Kompozytor udanie poszedł tu w lekko jazzowe klimaty filmów policyjnych i sensacyjnych lat 60 i 70. Prym w inspiracji wiodą tu więc tacy wyjadacze jak Williams, Bernstein czy Schifrin, ale z dodatkiem charakterystycznej dla Arnolda narastającej akcji i (tym razem bardzo delikatnej) elektroniki. Z drugiej strony sporo tu dzisiejszych zagrań rodem z Blancharda czy Eastwooda. Generalnie mamy więc do czynienia z action scorem w starym stylu, skąpanym w lirycznej elektronice z przewagą dramatu, suspensu i odrobiny sentymentalizmu. I tu narzuca mi się świeżutka "Black Dahlia" Ishama, co ma bardzo duży związek z instrumentarium…

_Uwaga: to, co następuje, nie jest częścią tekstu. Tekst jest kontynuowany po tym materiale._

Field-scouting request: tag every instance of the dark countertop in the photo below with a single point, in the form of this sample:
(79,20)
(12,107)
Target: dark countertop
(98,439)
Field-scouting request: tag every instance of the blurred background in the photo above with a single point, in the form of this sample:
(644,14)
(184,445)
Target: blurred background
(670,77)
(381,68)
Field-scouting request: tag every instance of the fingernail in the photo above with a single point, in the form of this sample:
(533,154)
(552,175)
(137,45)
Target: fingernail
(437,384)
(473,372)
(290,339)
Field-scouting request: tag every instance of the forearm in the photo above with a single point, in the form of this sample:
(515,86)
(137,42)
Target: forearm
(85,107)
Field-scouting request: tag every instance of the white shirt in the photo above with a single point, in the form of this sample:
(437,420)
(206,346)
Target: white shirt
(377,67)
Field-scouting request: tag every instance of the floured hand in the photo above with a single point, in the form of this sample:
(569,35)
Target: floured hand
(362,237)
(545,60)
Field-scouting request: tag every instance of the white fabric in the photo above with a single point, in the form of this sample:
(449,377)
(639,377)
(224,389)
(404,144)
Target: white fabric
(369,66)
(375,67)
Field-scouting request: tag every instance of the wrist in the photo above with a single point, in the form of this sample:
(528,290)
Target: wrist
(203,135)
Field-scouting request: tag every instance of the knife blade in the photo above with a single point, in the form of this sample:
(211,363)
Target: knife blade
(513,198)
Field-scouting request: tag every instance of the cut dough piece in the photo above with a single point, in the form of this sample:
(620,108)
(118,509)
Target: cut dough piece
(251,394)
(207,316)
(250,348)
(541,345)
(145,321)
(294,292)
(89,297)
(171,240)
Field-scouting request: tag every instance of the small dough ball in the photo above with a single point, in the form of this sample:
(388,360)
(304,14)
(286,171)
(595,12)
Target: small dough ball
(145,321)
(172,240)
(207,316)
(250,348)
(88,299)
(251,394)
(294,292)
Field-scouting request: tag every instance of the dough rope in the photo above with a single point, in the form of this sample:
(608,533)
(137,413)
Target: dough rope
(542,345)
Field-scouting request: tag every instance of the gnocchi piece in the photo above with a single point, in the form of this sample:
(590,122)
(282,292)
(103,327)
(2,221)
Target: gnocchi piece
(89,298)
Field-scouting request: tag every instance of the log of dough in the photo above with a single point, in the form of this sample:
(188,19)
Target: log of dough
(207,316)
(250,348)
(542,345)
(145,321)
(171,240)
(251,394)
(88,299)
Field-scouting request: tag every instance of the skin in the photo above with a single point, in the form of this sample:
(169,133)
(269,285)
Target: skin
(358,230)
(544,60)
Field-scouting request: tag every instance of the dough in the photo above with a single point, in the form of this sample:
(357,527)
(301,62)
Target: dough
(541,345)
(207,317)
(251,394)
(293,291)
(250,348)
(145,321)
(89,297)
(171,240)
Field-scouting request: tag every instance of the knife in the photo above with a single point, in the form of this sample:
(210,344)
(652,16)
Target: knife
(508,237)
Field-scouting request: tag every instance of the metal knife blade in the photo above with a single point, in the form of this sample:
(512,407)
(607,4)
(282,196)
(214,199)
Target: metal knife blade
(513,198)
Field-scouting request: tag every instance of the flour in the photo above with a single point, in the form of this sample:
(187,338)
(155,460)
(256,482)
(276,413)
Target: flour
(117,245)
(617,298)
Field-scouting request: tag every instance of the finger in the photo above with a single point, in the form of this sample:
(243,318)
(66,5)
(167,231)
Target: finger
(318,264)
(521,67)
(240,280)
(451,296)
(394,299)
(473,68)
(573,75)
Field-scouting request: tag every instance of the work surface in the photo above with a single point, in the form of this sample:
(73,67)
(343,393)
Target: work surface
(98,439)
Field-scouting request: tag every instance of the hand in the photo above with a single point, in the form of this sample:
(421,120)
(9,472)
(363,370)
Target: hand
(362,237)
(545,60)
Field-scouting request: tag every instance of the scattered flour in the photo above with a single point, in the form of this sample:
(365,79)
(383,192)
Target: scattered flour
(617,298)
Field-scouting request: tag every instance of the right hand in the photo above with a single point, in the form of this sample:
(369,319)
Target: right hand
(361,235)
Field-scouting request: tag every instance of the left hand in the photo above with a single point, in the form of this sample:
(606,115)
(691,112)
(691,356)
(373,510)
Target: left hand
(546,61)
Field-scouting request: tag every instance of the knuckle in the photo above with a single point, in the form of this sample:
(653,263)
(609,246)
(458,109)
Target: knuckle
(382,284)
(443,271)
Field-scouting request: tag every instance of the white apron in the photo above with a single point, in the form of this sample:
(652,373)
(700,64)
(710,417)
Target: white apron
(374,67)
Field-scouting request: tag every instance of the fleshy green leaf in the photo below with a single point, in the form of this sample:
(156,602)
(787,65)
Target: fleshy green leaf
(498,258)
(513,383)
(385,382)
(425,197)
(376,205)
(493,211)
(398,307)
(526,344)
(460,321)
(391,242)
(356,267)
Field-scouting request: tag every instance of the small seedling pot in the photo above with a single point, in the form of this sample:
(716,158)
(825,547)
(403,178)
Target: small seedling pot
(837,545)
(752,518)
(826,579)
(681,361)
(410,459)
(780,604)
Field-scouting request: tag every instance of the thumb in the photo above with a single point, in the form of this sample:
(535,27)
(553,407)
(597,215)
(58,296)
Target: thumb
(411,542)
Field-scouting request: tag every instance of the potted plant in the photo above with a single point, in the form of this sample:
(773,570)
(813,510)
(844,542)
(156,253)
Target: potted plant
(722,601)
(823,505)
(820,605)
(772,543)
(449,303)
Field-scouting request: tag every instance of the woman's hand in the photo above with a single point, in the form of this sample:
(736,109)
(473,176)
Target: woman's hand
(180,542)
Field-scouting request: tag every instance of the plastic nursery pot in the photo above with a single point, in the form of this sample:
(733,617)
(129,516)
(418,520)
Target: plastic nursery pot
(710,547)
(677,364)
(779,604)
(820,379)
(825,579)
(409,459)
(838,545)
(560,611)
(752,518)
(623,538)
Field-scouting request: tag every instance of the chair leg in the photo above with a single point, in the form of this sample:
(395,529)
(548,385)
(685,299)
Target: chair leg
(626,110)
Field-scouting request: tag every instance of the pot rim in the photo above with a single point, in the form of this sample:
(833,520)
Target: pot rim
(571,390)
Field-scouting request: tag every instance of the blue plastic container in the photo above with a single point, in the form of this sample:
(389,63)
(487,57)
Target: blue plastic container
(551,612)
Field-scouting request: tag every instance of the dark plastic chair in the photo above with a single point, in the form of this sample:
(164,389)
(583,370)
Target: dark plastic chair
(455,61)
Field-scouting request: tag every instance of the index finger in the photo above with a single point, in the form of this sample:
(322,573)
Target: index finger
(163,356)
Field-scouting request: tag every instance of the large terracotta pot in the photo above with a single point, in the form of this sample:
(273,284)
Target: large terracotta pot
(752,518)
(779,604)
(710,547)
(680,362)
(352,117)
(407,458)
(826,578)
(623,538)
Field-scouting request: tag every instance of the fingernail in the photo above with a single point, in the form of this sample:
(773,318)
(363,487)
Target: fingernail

Arnold spore pole do popisu dał bowiem trąbce i – podobnie jak jego kolega po fachu – czyni to w dość krótkich, bardzo ładnie skrojonych tematach. Na drugim miejscu mamy skrzypce i wiolonczele, które wraz ze wspomnianą elektroniką odpowiadają za w/w lirykę i suspens. W ogóle – tak jak w Dahlii – mało tu wybuchów i typowego action score. Objawia się przede wszystkim dramat (bo taki też jest film), ale o wyraźnym zabarwieniu sensacyjnym. Świadomość zbliżającego się zagrożenia i niepewność dalszych wydarzeń towarzyszy nam więc przez całą niemal płytę. Sama akcja objawia się natomiast tylko w dwóch utworach: "Shoot Out" i "400k Plan" oraz rozchodzi się pośrednio na ścieżki im towarzyszące, jak np: "Cops and Business". Taki zabieg okazuje się bardzo udany i satysfakcjonuje w 100%. Wszak bez tych paru ścieżek płytę można by nazwać nieco ospałą i bez polotu, natomiast wszelki nadmiar mógłby wszystko zepsuć. A tak całość bardzo ładnie się uzupełnia i kumuluje…
…w naprawdę porządną ilustrację. Choć jest to jedna z tych z pozoru niełatwych ścieżek (wymaga od słuchacza odrobiny czasu, spokoju i cierpliwości) i do wielu rzeczy można by się przyczepić (chwilami zbytnia ilustracyjność, innym razem spore podobieństwo do przygód agenta 007), to jednak klimat i przede wszystkim satysfakcja z odsłuchu to przesłaniają. Nie jest to z pewnością żadne arcydzieło – nie ma, co do tego wątpliwości – ale śmiało można powiedzieć, iż to pozycja z górnej półki. Dla mnie to spóźniona niespodzianka roku 2005. I choć i w tym roku niespodzianek z pewnością brakować nie będzie, to jednak życzę każdemu takich zaległych "spotkań". Oby zawsze było to równie miłe zaskoczenie, jak w tym przypadku.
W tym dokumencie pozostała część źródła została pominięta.